Not affiliated in any way, I was browsing craigslist and saw it: https://vermont.craigslist.org/grd/d/hardwick-farm-for-sale/7139590357.html


----------



## MJR (Apr 2, 2020)

Property taxes in VT are pretty high. I’ve know a few people to leave the state because of it. I don’t even want to imagine what someone would have to pay every year for this property.


----------



## altair (Jul 23, 2011)

They are pretty high. But if you file as a primary resident, form HS-122, with the state and make below a certain threshold, you get money deducted off your taxes. My spouse and myself get almost $1000 deducted from our total bill. There are a few I know in town who get 100% of their taxes paid for and even get money back, though that isn't the norm.


----------



## PnB (Jun 11, 2020)

This is good to know.

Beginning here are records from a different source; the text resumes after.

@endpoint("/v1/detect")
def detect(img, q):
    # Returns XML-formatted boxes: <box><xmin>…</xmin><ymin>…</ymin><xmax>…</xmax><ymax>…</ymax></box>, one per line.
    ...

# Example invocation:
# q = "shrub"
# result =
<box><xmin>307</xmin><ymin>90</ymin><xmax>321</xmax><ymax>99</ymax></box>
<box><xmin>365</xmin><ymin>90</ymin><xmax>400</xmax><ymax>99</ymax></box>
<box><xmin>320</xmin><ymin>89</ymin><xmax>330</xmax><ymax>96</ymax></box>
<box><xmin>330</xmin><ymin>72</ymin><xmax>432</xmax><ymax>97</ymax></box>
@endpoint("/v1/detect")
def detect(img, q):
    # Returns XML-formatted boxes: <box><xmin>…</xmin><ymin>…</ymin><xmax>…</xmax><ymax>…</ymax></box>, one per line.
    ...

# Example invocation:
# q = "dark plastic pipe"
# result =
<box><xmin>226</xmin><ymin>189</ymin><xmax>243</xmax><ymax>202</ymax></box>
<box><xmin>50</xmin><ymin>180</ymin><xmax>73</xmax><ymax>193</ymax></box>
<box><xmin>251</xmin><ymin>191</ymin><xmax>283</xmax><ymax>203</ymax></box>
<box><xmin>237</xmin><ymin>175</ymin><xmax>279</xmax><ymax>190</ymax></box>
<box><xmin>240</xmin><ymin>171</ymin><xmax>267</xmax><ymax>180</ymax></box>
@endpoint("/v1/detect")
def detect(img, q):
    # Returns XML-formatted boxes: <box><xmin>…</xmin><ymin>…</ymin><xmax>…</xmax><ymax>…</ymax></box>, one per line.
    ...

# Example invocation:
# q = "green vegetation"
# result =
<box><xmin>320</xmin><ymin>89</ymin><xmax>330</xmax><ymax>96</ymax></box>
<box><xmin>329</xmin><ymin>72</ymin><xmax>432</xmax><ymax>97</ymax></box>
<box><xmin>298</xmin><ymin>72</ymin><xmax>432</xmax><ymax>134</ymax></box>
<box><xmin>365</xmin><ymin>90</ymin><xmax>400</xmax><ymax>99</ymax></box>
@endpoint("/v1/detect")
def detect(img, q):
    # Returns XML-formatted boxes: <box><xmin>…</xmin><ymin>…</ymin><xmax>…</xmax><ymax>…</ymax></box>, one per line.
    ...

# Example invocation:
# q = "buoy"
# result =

Vermont is one of our top choices but the property taxes (outside of current use) can be prohibitive. 

If you happen to know, or know anyone who knows about subdividing land up there. I have some questions about whether one could buy land that isn't in current use, subdivide the land, and partition a chunk of it for current use. As opposed to the whole thing sans 2 acres. 

I feel like there has to be a compromise in there somewhere. So one could get the tax reduction on a big portion of the total acreage and still have a fair amount to do with as one will.


altair said:


> They are pretty high. But if you file as a primary resident, form HS-122, with the state and make below a certain threshold, you get money deducted off your taxes. My spouse and myself get almost $1000 deducted from our total bill. There are a few I know in town who get 100% of their taxes paid for and even get money back, though that isn't the norm.


----------



## jr23 (Sep 3, 2013)

it is listed near the top of not a place to retire in. too expensive and not to senior citizen friendly that the gov not the people


----------